“Nobody touched her.”
“No sexual comments were made.”
“There was nothing overtly sexual.”
When the defence says this, many lawyers panic slightly. They start worrying about labels. About definitions. About whether the jury will expect explicit conduct.
That concern is misplaced.
Because harassment cases are rarely won on sexuality. They are won on power, intrusion, and persistence.
And jurors understand that instinctively.
When the defence says nothing sexual happened, they want the jury focused on what was said or done.
That is not the question jurors are actually answering.
Jurors want to know whether the conduct crossed a line. Whether it invaded someone’s space. Whether it altered the conditions of the workplace. Whether it would have stopped if boundaries had been respected.

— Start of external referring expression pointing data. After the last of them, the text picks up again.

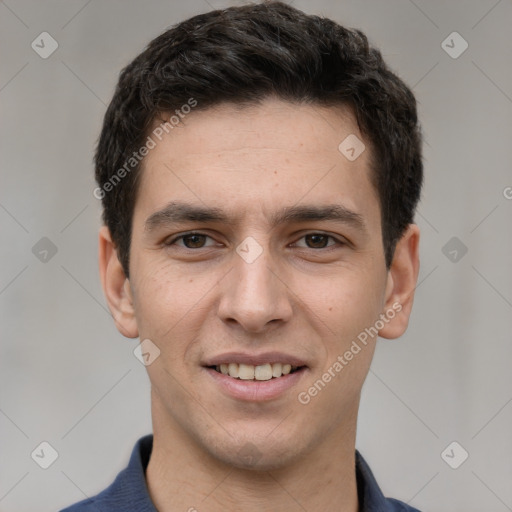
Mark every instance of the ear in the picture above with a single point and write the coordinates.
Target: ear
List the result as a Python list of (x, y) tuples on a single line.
[(401, 284), (116, 286)]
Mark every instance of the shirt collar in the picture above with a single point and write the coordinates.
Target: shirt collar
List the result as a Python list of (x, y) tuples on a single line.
[(129, 491)]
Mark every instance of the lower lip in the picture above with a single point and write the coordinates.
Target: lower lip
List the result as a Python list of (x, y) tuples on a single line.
[(256, 390)]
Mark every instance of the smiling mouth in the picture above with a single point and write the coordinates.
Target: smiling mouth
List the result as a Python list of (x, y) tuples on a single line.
[(260, 372)]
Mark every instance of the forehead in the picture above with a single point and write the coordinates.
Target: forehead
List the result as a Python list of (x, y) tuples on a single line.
[(256, 160)]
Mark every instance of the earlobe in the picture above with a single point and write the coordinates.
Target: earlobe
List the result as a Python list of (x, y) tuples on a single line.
[(401, 284), (116, 286)]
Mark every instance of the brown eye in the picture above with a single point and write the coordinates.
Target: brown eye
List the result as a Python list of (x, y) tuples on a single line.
[(317, 241), (190, 241), (194, 241)]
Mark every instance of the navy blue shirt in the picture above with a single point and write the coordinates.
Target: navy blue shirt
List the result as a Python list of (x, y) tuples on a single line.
[(129, 491)]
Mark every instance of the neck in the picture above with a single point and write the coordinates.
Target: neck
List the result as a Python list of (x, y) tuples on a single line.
[(182, 476)]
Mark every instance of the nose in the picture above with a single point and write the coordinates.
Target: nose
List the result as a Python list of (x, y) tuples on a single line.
[(253, 295)]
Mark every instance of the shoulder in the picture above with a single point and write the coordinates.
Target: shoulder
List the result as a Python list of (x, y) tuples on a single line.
[(370, 495), (128, 491)]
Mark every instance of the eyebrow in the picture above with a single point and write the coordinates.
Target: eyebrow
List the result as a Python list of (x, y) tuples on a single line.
[(177, 212)]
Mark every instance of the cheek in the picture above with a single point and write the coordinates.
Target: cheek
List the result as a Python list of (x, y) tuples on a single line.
[(167, 299), (346, 302)]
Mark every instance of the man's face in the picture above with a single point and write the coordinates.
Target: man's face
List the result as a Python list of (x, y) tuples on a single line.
[(297, 291)]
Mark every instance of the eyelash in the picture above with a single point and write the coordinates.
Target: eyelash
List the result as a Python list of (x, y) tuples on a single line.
[(192, 233)]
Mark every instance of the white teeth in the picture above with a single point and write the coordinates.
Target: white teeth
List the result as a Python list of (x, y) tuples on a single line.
[(245, 371), (233, 370), (277, 370), (250, 372), (263, 372)]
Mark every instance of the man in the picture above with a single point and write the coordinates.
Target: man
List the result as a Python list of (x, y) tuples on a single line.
[(259, 169)]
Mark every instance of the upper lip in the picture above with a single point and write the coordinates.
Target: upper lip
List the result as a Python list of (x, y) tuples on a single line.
[(254, 359)]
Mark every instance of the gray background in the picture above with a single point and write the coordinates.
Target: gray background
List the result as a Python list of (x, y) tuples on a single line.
[(69, 378)]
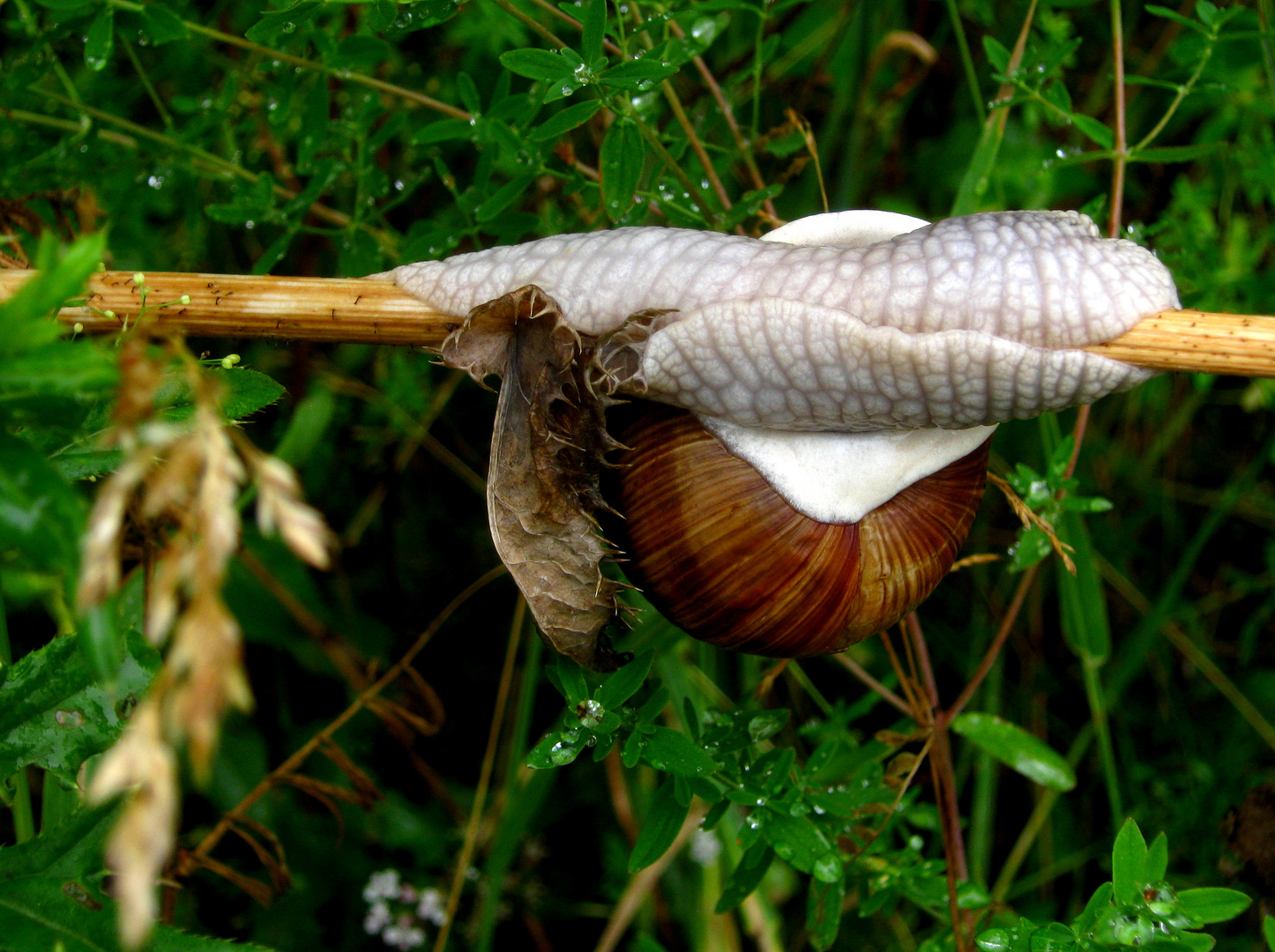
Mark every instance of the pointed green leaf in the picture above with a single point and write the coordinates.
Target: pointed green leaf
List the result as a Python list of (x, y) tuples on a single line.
[(537, 64), (100, 40), (565, 122), (160, 25), (1212, 904), (824, 911), (663, 821), (746, 877), (621, 165), (1129, 863), (623, 683), (675, 754), (1017, 748), (1158, 858), (1081, 598), (1094, 129), (593, 27), (53, 711)]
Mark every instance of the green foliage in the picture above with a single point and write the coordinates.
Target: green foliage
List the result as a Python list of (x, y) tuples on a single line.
[(1135, 909)]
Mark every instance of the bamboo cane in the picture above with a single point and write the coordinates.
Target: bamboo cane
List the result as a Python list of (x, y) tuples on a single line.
[(361, 310)]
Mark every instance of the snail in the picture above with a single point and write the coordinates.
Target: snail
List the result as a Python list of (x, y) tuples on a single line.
[(828, 399)]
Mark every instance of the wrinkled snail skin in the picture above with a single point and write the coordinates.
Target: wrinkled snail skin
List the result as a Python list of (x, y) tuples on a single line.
[(726, 558), (840, 345)]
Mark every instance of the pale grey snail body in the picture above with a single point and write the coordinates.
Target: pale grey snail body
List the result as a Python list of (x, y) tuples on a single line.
[(848, 361)]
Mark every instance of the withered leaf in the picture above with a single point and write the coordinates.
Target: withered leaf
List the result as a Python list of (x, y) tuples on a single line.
[(548, 451)]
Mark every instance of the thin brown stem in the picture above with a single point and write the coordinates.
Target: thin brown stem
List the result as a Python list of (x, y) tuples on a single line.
[(872, 683), (994, 651), (488, 762), (945, 779), (736, 133), (531, 23), (277, 775), (1121, 146)]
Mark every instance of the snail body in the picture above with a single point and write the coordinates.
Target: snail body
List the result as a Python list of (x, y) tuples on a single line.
[(729, 561), (828, 395)]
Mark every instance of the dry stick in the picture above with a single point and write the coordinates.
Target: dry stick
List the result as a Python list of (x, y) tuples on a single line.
[(297, 758), (736, 133), (872, 683), (488, 761), (374, 311), (945, 781), (994, 651), (643, 882)]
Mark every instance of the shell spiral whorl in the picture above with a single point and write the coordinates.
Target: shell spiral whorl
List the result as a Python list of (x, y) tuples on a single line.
[(725, 557)]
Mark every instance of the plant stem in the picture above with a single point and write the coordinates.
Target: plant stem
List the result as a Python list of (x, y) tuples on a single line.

Sexual content is not the centre of that inquiry. Control is.
Your job in closing is to shift the frame from “Was it sexual?” to “Was it acceptable?”
Once that shift happens, the defence argument starts working against itself.
Defence lawyers love to isolate moments.
A single comment.
A single text.
A single interaction.
Viewed alone, each moment may sound harmless. Even banal.
But harassment cases are never about single moments. They are about accumulation.
When you place the conduct in context, jurors begin to see what the defence hopes they won’t. Frequency. Escalation. Persistence after discomfort is expressed.
A text message asking about someone’s personal life may be neutral once. When it appears nightly. After hours. After resistance. After requests to stop. It becomes something else entirely.
Jurors do not need sexual language to recognise intrusion. They recognise it in their own lives.
One of the biggest mistakes lawyers make is trying to prove intent.
Jurors do not need intent. They need imbalance.
A supervisor does not need to say something sexual for conduct to feel coercive. Authority alone changes the meaning of behaviour. A request feels different when it comes from someone who controls schedules, evaluations, promotions, or access.
This is where many defence arguments quietly collapse.
When the defence insists nothing sexual happened, jurors often hear something else entirely. They hear an admission that the conduct is being judged only on surface words, not on who said them and under what circumstances.
Power supplies the meaning the defence claims is missing.
Jurors understand a simple truth. People who mean no harm stop when asked.
This is why repetition is so dangerous for the defence.
When conduct continues after discomfort, after avoidance, after boundaries are expressed, it stops being accidental. It becomes deliberate. Even if the words never change.
In closing, this is where timelines matter again. When jurors see the same behaviour repeating over weeks or months, the defence’s insistence that nothing sexual occurred starts to feel irrelevant.
The question becomes why it did not stop.
Jurors are not asked to classify conduct. They are asked to decide whether it altered the work environment.
Did it make someone dread coming to work.
Did it change how they interacted with colleagues.
Did it force them to manage someone else’s behaviour instead of doing their job.
Those are tangible harms. Jurors understand them immediately.
This is why experienced trial lawyers spend more time in closing talking about impact than terminology. When jurors see how conduct affected daily work life, the absence of sexual language stops mattering.
The harm feels real because it was.
In closing, the most effective approach is not to fight the defence’s premise. It is to accept it and move past it.
“Yes, the defence says nothing sexual happened.”
“And that’s exactly the point.”
Then you show the jury why harassment does not require explicit sexual conduct. You show them how persistence, power, and intrusion did the damage.
At that point, the defence is arguing a definition while you are arguing reality.
Reality wins.
This reframing is not intuitive early in practice. It comes from seeing how jurors actually react in the room, not how cases are described in appellate opinions.
This is the kind of strategic thinking we focus on inside Evidence at Trial. The goal isn’t to relearn harassment law. It’s to understand how evidence functions when jurors are deciding credibility, power dynamics, and workplace norms in real time.
Many experienced litigators find that once they stop chasing explicit conduct and start structuring closings around context and impact, these cases become clearer and harder to defend.
If you’re interested in that kind of trial-focused analysis, you can learn more about the Evidence at Trial membership here:
https://www.evidenceattrial.com/membership
When the defence says nothing sexual happened, they think they have narrowed the case.
In reality, they have opened the door.
Harassment is not defined by explicit language or physical contact. It is defined by conduct that invades, persists, and alters the workplace. Jurors know this because they have lived it.
Your closing argument should not try to make the case sound worse.
It should make it make sense.
And once it does, the defence’s favourite line loses its power.